Supreme Court Upholds 20-Year Sentence for Ex-Army Officer Over Pinochet-Era Killing: Soldier Pulled From Vehicle and Executed by Fellow Serviceman

·The Cavalry School trainee was executed by an Army patrol during an alleged escape attempt in June 1975 in Quillota.

Supreme Court Upholds 20-Year Sentence for Ex-Army Officer Over Pinochet-Era Killing: Soldier Pulled From Vehicle and Executed by Fellow Serviceman

Autor: Cristian

Chile’s Supreme Court has upheld the ruling that sentenced a former Army officer to 20 years in prison for the aggravated homicide of trainee Cavalry School soldier J.A.F.Z., who in June 1975—during the dictatorship of Augusto Pinochet—was executed by an Army patrol in Quillota amid an alleged escape attempt.

In a unanimous decision, the Supreme Court’s Second Chamber—composed of Justice Manuel Antonio Valderrama, Justices María Teresa Letelier and María Soledad Melo, and attorney members Pía Tavolari and Eduardo Gandulfo—rejected a substantive cassation appeal filed by the defense against the January 2024 judgment issued by Special Visiting Minister Max Cancino Cancino, which sentenced E.E.S.A. to twenty years of imprisonment in its maximum degree, plus ancillary legal penalties, as the direct perpetrator
of the aggravated homicide of J.A.F.Z.

Regarding the appeal submitted by the retired officer’s lawyers, the Court noted that “the challenge centers on two military exculpatory circumstances that, in the defense’s view, are present in this case: first, Article 410 of the Code of Military Justice, which provides: ‘In addition to the established exemptions from liability, it shall be an exculpatory cause of criminal liability for members of the Carabineros to use their firearms in self-defense or in the immediate defense of another person whom, by virtue of their position, they must protect or assist.’ As to the second exemption, it corresponds to the first paragraph of Article 411 of the same code, which states: ‘A Carabinero shall also be exempt from criminal liability for using firearms against a prisoner or detainee who flees and does not heed orders to stop.’”

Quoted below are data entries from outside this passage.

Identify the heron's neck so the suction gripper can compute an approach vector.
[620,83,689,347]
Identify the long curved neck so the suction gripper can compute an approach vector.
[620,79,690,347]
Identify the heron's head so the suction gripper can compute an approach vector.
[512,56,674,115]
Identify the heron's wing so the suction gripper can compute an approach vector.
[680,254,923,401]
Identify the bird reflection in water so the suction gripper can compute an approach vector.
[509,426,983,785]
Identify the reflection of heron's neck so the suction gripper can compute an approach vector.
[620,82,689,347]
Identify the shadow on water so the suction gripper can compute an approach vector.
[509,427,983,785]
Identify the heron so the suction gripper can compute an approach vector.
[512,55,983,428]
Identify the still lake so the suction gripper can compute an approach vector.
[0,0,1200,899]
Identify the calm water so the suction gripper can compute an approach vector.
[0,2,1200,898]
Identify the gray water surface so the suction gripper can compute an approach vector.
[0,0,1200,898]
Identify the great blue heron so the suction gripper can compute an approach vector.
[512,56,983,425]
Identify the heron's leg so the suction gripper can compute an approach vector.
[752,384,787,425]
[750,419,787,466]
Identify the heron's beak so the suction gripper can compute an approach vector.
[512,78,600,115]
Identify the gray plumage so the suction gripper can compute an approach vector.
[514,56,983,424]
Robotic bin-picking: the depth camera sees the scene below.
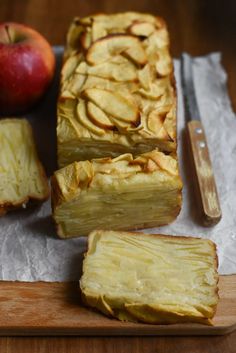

However, it held that both provisions require factual circumstances that, contrary to the defense’s argument, “were not established by the trial judges because, as is clear, at no time did the victim seize any firearm from his guards.”

“Accordingly, there is no indication of how he could have endangered either the convicted officer or any other person, as the cited provision requires. The same applies to the alleged escape, which underpins the second exemption. As established, it was merely an alternative account presented by the detail to military justice and was never proven, which means the asserted exculpations lack a factual foundation to support them; therefore, there is no error in dismissing them,” the ruling stated.

With respect to the circumstance in the second paragraph of Article 411 of the Code of Military Justice—which allows mitigation when the facts “show there was no rational need to use firearms to the full extent apparent,” and permits courts to treat it “as a simple mitigating factor and reduce the sentence by one, two, or three degrees”—the Court determined that “the victim’s death resulted from a deliberate action whose sole objective was to end his life.”

“At no time were the military personnel’s physical integrity at risk; rather, this was an execution outside any legal framework, constituting the crime of aggravated homicide. It was therefore correct to reject this mitigation rule,” it concluded.

In addition to denying the defense’s cassation appeal on the merits, the high court also upheld, in the civil sphere, the judgment that rejected the State’s statute-of-limitations defense and ordered total compensation of $825,000,000 for moral damages to the victim’s family.

The killing of the soldier who was pulled from the vehicle and shot by another serviceman

In the underlying judgment, the special visiting minister for human rights cases at the Valparaíso Court of Appeals, Max Cancino Cancino, established the following facts:

“On June 11, 1975, J.A.F.Z., a 27-year-old former trainee soldier at the Quillota Cavalry School who was being held in pretrial detention for a common crime at the Santiago Public Prison, was removed from that facility at 10:35 p.m. by a military patrol composed of members of Quillota’s CIRE (Regional Intelligence Center), primarily under the command of two officers of the Chilean Army, to transfer him to the Military Prosecutor’s Office of Quillota to take his statement as an accused. Approximately two vehicles belonging to that agency participated, and en route between Santiago and Quillota, when the convoy neared the latter city, it stopped at bus stop eight on the International Road, near the Chacra Victoria, at which point the uniformed personnel ordered J.A.F.Z. to get out of the vehicle. There, a few minutes later, he was struck by two gunshots, one to the chest and one to the abdomen, both fired from back to front, which caused his death.
Subsequently, the members of the detail told the military judicial authority that the detainee had allegedly tried to escape.”